Some people would argue that I have to read every word of these theorists before I can critique them, or that I simply must read all their work so I have the tools to respond in depth to each of their points. I don’t find these arguments to be particularly compelling. I don’t much care where fucked-up ideas originated from—I can say that the concept that women are defective/lacking men is widespread in our culture and, uh, NOT COOL, without knowing that Freud, specifically, was very clear on that point. And the idea that it’s somehow my duty to slog through the writing of anyone I disagree with because they represent the status quo and I do not? I just think that one’s kind of nonsensical. Lemme get this straight: I have to devote what little time I have to reading the work of dudes who hate me, because they happen to be seen as geniuses by the power structure in a culture so deeply flawed that it is on the verge of self-destruction? And I should do this when I could be spending my time trying to understand the many brilliant theorists who do speak to me, and whose work actually helps me live a happier, more well-adjusted life?

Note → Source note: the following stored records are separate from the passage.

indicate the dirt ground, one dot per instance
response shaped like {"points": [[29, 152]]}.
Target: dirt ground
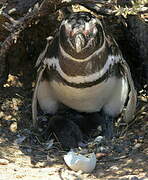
{"points": [[26, 156]]}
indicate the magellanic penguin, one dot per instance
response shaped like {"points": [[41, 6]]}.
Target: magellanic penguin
{"points": [[83, 68]]}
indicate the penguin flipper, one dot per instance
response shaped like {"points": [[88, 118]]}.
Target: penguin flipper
{"points": [[129, 110], [34, 100]]}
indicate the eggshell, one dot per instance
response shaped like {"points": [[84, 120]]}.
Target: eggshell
{"points": [[79, 162]]}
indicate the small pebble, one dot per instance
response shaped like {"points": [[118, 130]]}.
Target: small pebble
{"points": [[134, 178], [4, 162], [13, 127]]}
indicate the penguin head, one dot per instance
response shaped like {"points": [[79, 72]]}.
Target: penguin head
{"points": [[81, 34]]}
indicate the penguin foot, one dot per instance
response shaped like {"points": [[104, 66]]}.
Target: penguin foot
{"points": [[108, 127]]}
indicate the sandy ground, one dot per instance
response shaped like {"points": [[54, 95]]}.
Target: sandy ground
{"points": [[24, 156]]}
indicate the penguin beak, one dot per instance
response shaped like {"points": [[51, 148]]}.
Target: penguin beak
{"points": [[79, 42]]}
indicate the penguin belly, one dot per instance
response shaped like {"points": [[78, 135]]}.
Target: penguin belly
{"points": [[110, 95]]}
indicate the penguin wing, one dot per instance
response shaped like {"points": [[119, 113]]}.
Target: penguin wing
{"points": [[42, 65], [130, 107], [34, 99]]}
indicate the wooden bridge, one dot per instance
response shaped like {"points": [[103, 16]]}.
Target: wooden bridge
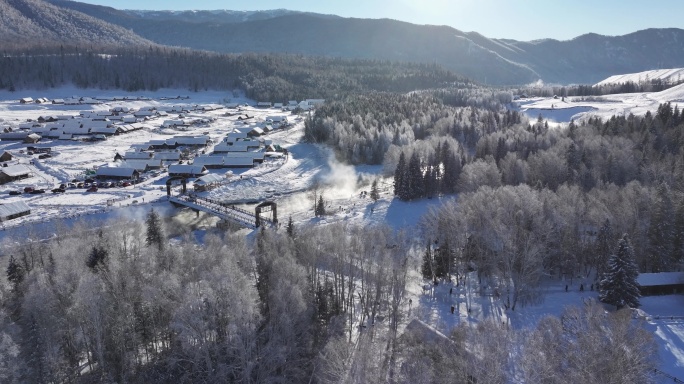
{"points": [[228, 212]]}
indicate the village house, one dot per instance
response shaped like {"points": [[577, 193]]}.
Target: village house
{"points": [[14, 210], [207, 182], [142, 165], [117, 173], [5, 156], [664, 283], [187, 170], [13, 173]]}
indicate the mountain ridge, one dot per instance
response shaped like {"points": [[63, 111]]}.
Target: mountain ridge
{"points": [[586, 59], [30, 21]]}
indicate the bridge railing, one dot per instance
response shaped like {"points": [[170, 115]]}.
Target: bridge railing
{"points": [[242, 216]]}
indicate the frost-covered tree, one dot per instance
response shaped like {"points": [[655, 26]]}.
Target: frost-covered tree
{"points": [[155, 235], [375, 192], [400, 179], [320, 206], [619, 285], [15, 273], [661, 231], [290, 227], [415, 175], [604, 245]]}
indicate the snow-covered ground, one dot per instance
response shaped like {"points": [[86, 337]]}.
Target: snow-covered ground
{"points": [[559, 111], [288, 182], [667, 75]]}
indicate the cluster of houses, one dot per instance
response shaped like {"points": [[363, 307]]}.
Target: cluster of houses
{"points": [[292, 105], [153, 155], [98, 125], [9, 211]]}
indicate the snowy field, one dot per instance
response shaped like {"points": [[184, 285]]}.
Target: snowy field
{"points": [[288, 181], [666, 75], [560, 112]]}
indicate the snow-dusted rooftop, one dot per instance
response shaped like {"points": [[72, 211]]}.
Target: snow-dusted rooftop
{"points": [[662, 278]]}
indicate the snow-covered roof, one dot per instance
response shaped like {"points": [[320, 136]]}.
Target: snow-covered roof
{"points": [[10, 209], [141, 164], [137, 155], [186, 140], [208, 179], [116, 171], [167, 156], [662, 278], [208, 160], [187, 169], [15, 170]]}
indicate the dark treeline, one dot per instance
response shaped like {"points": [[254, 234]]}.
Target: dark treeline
{"points": [[536, 202], [374, 128], [568, 194], [645, 85], [268, 77], [311, 304]]}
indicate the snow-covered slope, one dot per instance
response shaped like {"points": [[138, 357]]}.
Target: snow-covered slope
{"points": [[666, 75]]}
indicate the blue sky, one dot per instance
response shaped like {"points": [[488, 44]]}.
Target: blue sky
{"points": [[520, 20]]}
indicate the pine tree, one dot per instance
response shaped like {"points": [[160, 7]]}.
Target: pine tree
{"points": [[604, 241], [15, 273], [661, 231], [97, 258], [290, 227], [443, 261], [400, 177], [154, 230], [320, 207], [619, 285], [426, 268], [375, 192], [452, 171], [416, 182]]}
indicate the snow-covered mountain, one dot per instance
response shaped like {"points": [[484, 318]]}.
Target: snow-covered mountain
{"points": [[221, 16], [672, 75], [586, 59]]}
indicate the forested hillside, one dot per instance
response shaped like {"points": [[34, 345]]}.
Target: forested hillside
{"points": [[268, 77], [532, 201], [121, 304], [585, 59]]}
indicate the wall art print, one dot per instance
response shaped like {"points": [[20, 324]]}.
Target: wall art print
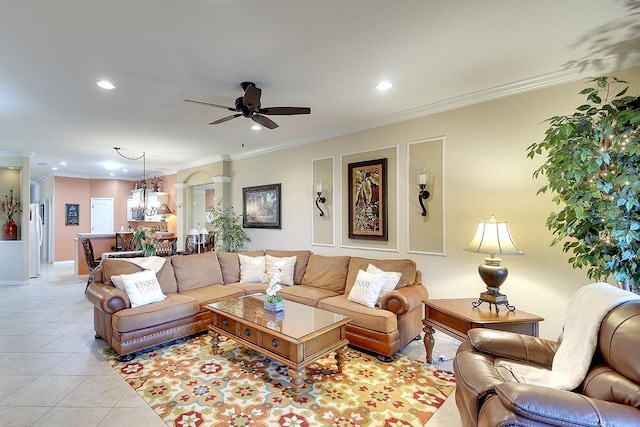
{"points": [[368, 200], [261, 206]]}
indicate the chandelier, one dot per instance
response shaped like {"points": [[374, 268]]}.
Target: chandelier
{"points": [[145, 208]]}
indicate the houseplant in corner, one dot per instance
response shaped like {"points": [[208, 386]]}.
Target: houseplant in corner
{"points": [[593, 169], [228, 235], [10, 206]]}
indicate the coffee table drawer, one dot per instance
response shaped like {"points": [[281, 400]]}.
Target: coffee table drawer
{"points": [[275, 344], [226, 323], [248, 333]]}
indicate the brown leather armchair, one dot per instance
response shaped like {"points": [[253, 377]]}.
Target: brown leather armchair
{"points": [[609, 394]]}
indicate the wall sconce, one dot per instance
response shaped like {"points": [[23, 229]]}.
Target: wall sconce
{"points": [[320, 198], [423, 180]]}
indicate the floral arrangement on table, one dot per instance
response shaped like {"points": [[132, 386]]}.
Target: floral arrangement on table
{"points": [[145, 240], [10, 206], [274, 301]]}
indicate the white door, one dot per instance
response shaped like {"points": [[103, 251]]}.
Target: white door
{"points": [[101, 215]]}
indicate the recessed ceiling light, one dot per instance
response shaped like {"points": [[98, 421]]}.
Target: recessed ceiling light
{"points": [[384, 85], [105, 84]]}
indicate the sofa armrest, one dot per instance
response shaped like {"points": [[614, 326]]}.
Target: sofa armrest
{"points": [[107, 298], [405, 299], [512, 345], [562, 408]]}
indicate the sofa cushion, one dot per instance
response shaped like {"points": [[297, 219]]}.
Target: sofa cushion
{"points": [[197, 270], [283, 267], [252, 269], [307, 295], [327, 272], [142, 288], [375, 319], [118, 266], [302, 258], [405, 266], [366, 290], [213, 293], [174, 307], [390, 280], [230, 266]]}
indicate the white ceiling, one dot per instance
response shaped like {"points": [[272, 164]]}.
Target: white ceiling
{"points": [[325, 54]]}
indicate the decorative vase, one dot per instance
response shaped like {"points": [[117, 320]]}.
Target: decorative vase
{"points": [[274, 306], [10, 230]]}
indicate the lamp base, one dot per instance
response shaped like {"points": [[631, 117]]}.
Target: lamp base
{"points": [[493, 297]]}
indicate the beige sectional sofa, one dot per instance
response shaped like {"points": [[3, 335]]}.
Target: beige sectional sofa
{"points": [[192, 281]]}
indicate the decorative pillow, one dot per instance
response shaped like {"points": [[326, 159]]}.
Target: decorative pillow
{"points": [[251, 268], [285, 265], [366, 289], [143, 288], [390, 279]]}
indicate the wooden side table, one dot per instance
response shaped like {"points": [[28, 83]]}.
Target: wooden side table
{"points": [[455, 317]]}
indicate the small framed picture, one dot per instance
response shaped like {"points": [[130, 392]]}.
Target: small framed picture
{"points": [[261, 206], [72, 214]]}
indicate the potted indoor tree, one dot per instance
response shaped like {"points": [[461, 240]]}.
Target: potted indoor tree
{"points": [[228, 235], [592, 167]]}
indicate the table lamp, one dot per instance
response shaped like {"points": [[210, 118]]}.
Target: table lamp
{"points": [[493, 238]]}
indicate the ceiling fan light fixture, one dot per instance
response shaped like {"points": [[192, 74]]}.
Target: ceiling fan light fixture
{"points": [[105, 84], [383, 85]]}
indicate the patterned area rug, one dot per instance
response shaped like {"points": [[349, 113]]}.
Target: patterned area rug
{"points": [[188, 387]]}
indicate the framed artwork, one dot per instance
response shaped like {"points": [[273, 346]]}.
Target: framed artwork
{"points": [[261, 206], [368, 200], [72, 214]]}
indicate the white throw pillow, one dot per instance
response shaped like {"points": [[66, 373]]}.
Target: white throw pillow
{"points": [[285, 265], [390, 280], [366, 289], [143, 288], [251, 268]]}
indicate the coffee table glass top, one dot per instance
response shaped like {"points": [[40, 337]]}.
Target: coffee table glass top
{"points": [[296, 320]]}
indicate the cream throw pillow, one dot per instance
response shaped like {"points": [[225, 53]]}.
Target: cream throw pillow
{"points": [[251, 268], [143, 288], [390, 280], [284, 265], [366, 289]]}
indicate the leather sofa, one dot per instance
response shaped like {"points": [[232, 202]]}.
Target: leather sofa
{"points": [[192, 281], [609, 394]]}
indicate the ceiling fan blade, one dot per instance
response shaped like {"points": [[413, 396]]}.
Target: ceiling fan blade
{"points": [[211, 105], [285, 111], [225, 119], [264, 121]]}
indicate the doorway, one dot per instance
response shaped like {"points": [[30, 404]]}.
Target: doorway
{"points": [[101, 215]]}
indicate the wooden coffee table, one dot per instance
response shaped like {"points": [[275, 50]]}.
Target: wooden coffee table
{"points": [[295, 337], [455, 317]]}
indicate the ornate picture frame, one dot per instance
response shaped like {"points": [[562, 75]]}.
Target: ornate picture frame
{"points": [[72, 214], [368, 200], [261, 206]]}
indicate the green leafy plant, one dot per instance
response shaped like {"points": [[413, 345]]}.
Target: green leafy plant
{"points": [[593, 169], [228, 234], [144, 239]]}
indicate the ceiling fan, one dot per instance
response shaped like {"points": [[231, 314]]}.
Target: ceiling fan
{"points": [[249, 106]]}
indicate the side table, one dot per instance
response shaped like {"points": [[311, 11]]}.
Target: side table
{"points": [[456, 316]]}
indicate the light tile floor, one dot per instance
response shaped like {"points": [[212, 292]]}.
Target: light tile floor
{"points": [[52, 372]]}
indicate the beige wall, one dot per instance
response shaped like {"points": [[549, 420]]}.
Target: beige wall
{"points": [[486, 173]]}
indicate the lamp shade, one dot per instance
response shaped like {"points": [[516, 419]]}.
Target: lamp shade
{"points": [[493, 238], [164, 209]]}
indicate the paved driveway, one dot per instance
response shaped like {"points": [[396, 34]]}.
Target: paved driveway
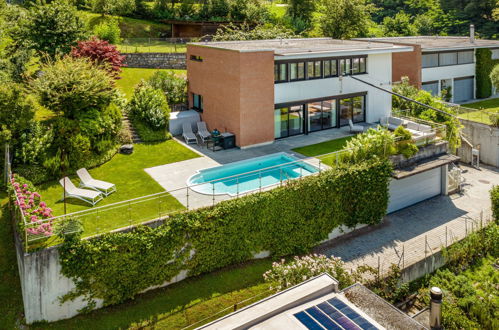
{"points": [[421, 228]]}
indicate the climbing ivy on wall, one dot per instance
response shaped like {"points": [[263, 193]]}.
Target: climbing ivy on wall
{"points": [[484, 66], [286, 220]]}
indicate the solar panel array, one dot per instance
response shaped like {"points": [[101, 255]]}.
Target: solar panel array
{"points": [[333, 314]]}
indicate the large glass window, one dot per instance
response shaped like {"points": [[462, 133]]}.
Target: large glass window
{"points": [[447, 59], [197, 102], [314, 69], [430, 60], [465, 57], [297, 71]]}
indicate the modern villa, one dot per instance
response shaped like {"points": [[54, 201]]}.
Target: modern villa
{"points": [[265, 90], [439, 63]]}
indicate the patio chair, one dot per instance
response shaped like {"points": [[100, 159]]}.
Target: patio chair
{"points": [[86, 181], [89, 196], [187, 133], [355, 128], [203, 132]]}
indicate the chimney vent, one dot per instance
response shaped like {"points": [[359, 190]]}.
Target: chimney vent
{"points": [[435, 308]]}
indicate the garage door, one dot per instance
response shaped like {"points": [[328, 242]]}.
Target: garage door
{"points": [[414, 189], [463, 89]]}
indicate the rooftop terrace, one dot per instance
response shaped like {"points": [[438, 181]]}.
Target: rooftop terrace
{"points": [[303, 46], [438, 42]]}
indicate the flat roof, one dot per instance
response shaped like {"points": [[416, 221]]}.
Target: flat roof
{"points": [[434, 43], [300, 46], [282, 310]]}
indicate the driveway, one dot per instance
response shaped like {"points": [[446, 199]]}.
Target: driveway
{"points": [[407, 236]]}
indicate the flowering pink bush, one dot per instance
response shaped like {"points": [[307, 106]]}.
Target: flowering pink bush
{"points": [[301, 269], [34, 210]]}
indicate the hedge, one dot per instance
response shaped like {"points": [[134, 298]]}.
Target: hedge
{"points": [[287, 220], [484, 66]]}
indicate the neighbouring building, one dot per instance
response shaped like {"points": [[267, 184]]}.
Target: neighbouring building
{"points": [[440, 63], [264, 90], [319, 304]]}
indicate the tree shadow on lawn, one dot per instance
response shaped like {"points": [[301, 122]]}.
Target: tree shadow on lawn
{"points": [[154, 306]]}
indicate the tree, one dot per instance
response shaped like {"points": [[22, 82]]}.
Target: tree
{"points": [[101, 53], [51, 29], [400, 25], [494, 77], [245, 32], [17, 110], [345, 19], [301, 10]]}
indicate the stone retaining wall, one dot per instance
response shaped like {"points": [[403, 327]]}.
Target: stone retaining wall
{"points": [[155, 60]]}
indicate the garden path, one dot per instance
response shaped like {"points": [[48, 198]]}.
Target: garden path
{"points": [[421, 229]]}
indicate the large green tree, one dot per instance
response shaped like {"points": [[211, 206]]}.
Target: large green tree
{"points": [[344, 19], [51, 29]]}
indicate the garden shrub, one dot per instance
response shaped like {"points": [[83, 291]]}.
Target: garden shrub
{"points": [[286, 274], [287, 220], [173, 86], [494, 198], [108, 30], [404, 142], [149, 113]]}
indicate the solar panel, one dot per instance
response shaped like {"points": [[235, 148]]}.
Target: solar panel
{"points": [[307, 321], [322, 318], [351, 314]]}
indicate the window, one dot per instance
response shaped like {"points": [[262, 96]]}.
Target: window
{"points": [[197, 102], [465, 57], [430, 60], [330, 68], [314, 69], [447, 59], [296, 71], [280, 72]]}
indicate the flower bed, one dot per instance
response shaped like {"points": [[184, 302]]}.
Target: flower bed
{"points": [[33, 210]]}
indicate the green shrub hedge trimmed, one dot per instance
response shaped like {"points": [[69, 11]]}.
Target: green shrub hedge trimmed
{"points": [[287, 220], [484, 66]]}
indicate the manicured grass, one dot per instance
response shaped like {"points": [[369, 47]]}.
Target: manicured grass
{"points": [[181, 304], [10, 289], [127, 172], [490, 106], [324, 148], [130, 77]]}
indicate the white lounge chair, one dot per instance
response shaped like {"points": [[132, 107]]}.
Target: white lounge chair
{"points": [[89, 196], [86, 181], [355, 128], [187, 133], [203, 132]]}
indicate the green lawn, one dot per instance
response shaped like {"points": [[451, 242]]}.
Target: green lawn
{"points": [[181, 304], [490, 106], [324, 148], [127, 172], [130, 77]]}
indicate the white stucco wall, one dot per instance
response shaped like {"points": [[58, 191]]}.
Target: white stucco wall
{"points": [[378, 103]]}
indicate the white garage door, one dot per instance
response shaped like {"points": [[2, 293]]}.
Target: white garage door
{"points": [[463, 89], [414, 189]]}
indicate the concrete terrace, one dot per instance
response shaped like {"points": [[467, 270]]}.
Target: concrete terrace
{"points": [[173, 177]]}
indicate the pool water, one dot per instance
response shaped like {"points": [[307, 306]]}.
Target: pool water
{"points": [[234, 179]]}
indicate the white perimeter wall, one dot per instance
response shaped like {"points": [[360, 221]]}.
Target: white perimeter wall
{"points": [[378, 103]]}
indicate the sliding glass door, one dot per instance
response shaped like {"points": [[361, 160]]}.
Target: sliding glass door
{"points": [[288, 121]]}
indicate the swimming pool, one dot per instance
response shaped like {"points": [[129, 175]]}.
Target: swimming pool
{"points": [[234, 179]]}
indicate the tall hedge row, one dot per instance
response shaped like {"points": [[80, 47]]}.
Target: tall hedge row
{"points": [[484, 66], [286, 220]]}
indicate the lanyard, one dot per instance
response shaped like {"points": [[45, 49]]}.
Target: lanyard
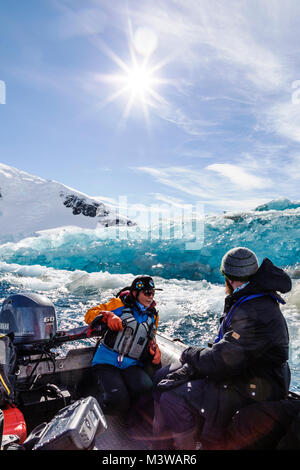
{"points": [[226, 321]]}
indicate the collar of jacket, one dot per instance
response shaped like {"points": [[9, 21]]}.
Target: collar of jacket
{"points": [[249, 289]]}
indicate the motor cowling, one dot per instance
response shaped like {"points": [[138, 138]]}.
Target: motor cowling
{"points": [[30, 317]]}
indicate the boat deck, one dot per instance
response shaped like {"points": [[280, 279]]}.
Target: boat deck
{"points": [[116, 437]]}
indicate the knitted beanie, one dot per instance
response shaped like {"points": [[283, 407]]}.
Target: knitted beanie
{"points": [[239, 264]]}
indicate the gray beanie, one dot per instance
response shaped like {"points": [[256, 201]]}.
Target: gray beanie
{"points": [[239, 264]]}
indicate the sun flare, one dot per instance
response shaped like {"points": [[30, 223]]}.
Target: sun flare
{"points": [[136, 80]]}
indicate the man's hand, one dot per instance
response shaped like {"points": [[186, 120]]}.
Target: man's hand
{"points": [[155, 351]]}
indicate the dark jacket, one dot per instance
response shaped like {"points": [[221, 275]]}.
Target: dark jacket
{"points": [[250, 362]]}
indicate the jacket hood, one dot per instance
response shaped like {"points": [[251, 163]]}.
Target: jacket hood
{"points": [[269, 277]]}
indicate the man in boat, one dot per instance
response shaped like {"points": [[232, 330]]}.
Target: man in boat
{"points": [[247, 362], [128, 354]]}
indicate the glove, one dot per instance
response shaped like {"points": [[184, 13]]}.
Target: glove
{"points": [[189, 353], [184, 372], [113, 322], [97, 320], [155, 351], [176, 378]]}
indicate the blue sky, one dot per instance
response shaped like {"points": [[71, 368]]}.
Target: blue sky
{"points": [[162, 101]]}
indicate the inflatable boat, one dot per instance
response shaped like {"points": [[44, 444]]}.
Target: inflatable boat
{"points": [[45, 375]]}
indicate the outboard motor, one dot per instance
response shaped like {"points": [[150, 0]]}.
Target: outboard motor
{"points": [[30, 317]]}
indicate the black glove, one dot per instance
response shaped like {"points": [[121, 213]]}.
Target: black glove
{"points": [[189, 353], [178, 377], [97, 321]]}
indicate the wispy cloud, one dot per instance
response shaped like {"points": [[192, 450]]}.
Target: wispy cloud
{"points": [[239, 176]]}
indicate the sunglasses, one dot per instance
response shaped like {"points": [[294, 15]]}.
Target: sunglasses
{"points": [[148, 292]]}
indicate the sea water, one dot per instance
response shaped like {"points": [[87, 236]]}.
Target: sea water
{"points": [[79, 268]]}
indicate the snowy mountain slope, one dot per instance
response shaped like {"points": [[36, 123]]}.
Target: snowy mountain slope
{"points": [[29, 204]]}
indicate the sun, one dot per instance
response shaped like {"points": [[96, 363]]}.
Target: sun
{"points": [[136, 80]]}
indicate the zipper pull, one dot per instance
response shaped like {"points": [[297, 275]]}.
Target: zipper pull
{"points": [[120, 359]]}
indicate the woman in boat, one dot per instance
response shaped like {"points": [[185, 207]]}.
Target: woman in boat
{"points": [[247, 362], [128, 355]]}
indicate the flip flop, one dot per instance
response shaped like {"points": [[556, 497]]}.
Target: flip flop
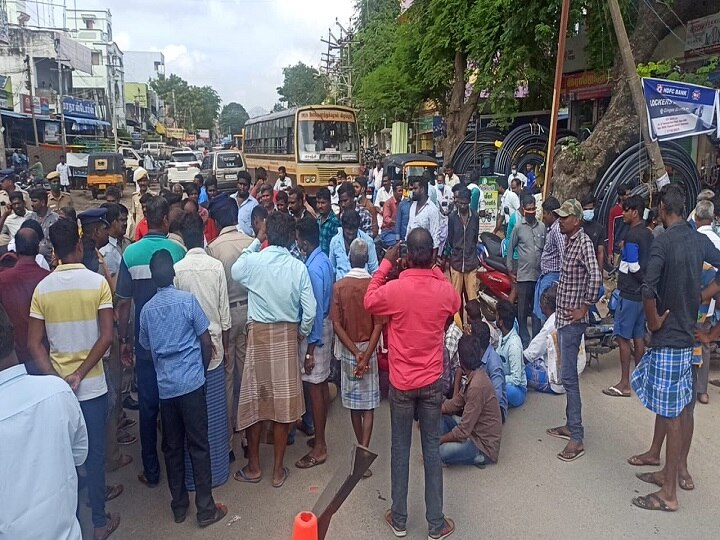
{"points": [[240, 476], [637, 462], [286, 473], [112, 524], [570, 456], [614, 392], [220, 512], [555, 432], [686, 484], [645, 503], [308, 462], [649, 478]]}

This does not resemble our Earth logic. Besides, I already have to spend plenty of time trying to understand dudes who hate me, regardless of whether I want to or not. Oppressed people always have to understand privileged people, and privileged people don’t have to understand oppressed people. It’s part of that whole “oppression” thing.

Truthfully, I will read theorists who have been deemed “important” when I need to. But what it comes down to is this: I haven’t got long here in this world, and there are a lot of great books to read. I’m just not going to spend a lot of time struggling through theory that doesn’t speak to me or my lived experience, especially if it compares me to a cow.